Chapter 1 Introduction
Lower computing costs, a stark decrease in storage costs for digital data, as well as the diffusion of the Internet, have led to the development of new products (e.g., smartphones) and services (e.g., web search engines, cloud computing) over the last few decades. A side product of these developments is a strong increase in the availability of digital data describing all kinds of everyday human activities (Einav and Levin 2014; Matter and Stutzer 2015). As a consequence, new business models and economic structures are emerging with data as their core commodity (i.e., AI-related technological and economic change). For example, the current hype surrounding ‘Artificial Intelligence’ (AI) - largely fueled by the broad application of machine-learning techniques such as ‘deep learning’ (a form of artificial neural networks) - would not be conceivable without the increasing abundance of large amounts of digital data on all kind of socio-economic entities and activities. In short, without understanding and handling the underlying data streams properly, the AI-driven economy cannot function. The same rationale applies, of course, to other ways of making use of digital data. Be it traditional big data analytics or scientific research (e.g., applied econometrics).

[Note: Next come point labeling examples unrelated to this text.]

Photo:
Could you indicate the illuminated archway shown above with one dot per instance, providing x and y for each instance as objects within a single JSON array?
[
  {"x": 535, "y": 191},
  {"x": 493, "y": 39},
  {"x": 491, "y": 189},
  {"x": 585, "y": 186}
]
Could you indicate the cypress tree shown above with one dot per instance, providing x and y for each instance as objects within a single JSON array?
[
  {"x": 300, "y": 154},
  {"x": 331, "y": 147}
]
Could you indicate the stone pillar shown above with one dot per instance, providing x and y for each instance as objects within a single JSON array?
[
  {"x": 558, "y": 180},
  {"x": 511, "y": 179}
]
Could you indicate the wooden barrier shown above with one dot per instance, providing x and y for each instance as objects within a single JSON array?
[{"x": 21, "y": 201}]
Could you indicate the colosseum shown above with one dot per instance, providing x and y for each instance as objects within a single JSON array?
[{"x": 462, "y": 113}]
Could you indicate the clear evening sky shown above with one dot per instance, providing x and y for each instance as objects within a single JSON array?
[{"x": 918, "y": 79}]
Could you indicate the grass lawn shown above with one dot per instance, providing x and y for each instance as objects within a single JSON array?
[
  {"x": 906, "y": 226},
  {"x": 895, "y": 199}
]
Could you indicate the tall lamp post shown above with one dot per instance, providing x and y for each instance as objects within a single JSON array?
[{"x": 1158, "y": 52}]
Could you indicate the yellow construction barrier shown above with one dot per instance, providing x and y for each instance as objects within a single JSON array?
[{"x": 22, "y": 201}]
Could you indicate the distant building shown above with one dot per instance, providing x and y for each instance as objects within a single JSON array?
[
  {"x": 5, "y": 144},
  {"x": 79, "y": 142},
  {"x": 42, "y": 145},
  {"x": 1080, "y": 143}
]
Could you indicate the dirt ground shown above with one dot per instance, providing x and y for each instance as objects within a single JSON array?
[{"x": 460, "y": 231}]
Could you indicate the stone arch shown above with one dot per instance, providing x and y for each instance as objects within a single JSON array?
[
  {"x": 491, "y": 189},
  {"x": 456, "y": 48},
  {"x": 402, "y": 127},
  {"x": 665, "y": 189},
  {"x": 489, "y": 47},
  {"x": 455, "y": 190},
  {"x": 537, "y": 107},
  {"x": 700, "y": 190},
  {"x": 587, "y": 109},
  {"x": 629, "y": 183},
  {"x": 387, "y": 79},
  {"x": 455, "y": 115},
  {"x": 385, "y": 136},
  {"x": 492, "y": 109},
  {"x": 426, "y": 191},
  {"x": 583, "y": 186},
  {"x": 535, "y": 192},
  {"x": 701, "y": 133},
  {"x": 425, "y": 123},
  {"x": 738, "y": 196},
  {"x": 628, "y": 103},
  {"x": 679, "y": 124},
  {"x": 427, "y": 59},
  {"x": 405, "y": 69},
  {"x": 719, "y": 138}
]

The need for proper handling of large amounts of digital data has given rise to the interdisciplinary field of ‘Data Science’ and increasing demand for ‘Data Scientists’. While nothing within Data Science is particularly new on its own, the combination of skills and insights from different fields (particularly Computer Science and Statistics) has proven to be very productive in meeting new challenges posed by a data-driven economy. In that sense, Data Science is rather a craft than a scientific field. As such, it presupposes a more practical and broader understanding of the data than traditional Computer Science and Statistics from which Data Science borrows its methods. This book focuses on the skills necessary for acquiring, cleaning, and manipulating digital data for research/analytics purposes.